True to the “cub” images in its puddle lamps and the edges of its windows, this smaller Jaguar takes the design details of the large F-Pace and the inspirations of the F-Type sports car and keeps them adventurous and accessible — with a healthy mix of smaller luxury crossover passenger space and cargo room.

It also hustles and largely behaves like a Jaguar, with its turbocharged 2.0-liter engine able to cruise and careen like a more traditional Jaguar automobile. And the sports heritage is still largely true in its better-than-most cornering capabilities, solid braking and handling, plus adaptable driving modes to amp up the experience. Overall, I got about 29 miles per gallon.

That’s actually about what I got in the diesel-ized Discovery, which is pretty decent for a three-row, Explorer-sized SUV, though it’s rated at 26 MPG on the highway. Mine was the $67,490 Land Rover Discovery HSE Luxury edition, whose final price reached $81,395 with full-cabin climate control, improved off-road equipment and the full adaptive cruise and electronic safety package added, plus 21-inch wheels and other options.
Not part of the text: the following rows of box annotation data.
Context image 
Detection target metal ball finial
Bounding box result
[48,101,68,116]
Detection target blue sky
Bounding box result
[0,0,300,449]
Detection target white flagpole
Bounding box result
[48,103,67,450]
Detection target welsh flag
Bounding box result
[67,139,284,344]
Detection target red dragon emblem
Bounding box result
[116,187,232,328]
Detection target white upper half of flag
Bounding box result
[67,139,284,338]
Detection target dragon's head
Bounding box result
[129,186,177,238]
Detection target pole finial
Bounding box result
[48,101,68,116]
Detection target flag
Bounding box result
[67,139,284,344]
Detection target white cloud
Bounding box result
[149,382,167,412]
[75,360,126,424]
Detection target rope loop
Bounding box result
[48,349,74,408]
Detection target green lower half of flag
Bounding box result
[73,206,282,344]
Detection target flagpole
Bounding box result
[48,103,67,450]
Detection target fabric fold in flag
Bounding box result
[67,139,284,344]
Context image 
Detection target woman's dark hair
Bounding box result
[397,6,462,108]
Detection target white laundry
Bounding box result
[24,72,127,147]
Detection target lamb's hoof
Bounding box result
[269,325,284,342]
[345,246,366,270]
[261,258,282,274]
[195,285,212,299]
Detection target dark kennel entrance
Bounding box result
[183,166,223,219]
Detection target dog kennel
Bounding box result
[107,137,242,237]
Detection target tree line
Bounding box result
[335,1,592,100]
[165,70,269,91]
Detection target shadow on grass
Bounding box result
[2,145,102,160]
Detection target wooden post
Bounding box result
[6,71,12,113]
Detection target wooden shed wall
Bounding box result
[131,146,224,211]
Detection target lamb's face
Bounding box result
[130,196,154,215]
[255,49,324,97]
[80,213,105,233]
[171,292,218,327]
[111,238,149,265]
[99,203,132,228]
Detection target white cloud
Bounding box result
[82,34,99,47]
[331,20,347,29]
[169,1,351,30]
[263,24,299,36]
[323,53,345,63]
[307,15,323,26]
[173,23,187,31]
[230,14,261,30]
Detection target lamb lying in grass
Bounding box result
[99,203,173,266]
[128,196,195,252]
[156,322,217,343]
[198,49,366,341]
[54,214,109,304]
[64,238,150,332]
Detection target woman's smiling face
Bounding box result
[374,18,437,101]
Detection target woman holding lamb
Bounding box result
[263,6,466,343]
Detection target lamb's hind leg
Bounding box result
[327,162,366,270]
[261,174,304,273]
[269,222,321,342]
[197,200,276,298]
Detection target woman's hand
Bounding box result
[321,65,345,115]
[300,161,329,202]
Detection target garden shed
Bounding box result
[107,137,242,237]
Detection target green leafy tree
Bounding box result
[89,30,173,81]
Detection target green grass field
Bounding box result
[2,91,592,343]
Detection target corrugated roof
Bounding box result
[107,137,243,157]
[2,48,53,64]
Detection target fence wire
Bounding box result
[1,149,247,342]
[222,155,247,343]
Since we now live in a parallel universe where gasoline is cheaper than bottled water, the mileage benefits of the Discovery’s low-emission diesel have momentarily waned, though the big improvement over the standard engine is diesel torque, topping out at 443 lb.-ft. That allows on-highway acceleration surprisingly close to the gasoline-powered V-6, and ample extra power for your highway or off-road hill climbing.

The diesel upgrade and the higher-end luxury package do push this “everyday” luxury machine a bit closer to posh Range Rover territory, physically and financially, with a leatherized cabin, brushed aluminum and two kinds of wood trim. I guess I survived being without a cooled console box, but I still had a powerful Meridian sound system and those stylish 21s, so any notion of this being a more workaday Land Rover offering go out the window.

What is emphasized — and really works, when/if you ever need it — is the Discovery’s intense off-road capability, plus the American family-friendly second- and third-row passenger space, complemented with a ton of USB ports, dual-cabin sunroofs and near-the-tailgate seat auxiliary seat controls (and the carpeted, drop-down, picnic-worthy seating plate) which will impress all your domestic SUV-driving friends.

The diesel can be a little cranky at startup but that torque is easy to find. The entire vehicle is big to the point of almost being ponderous, but comfortable and easy to drive.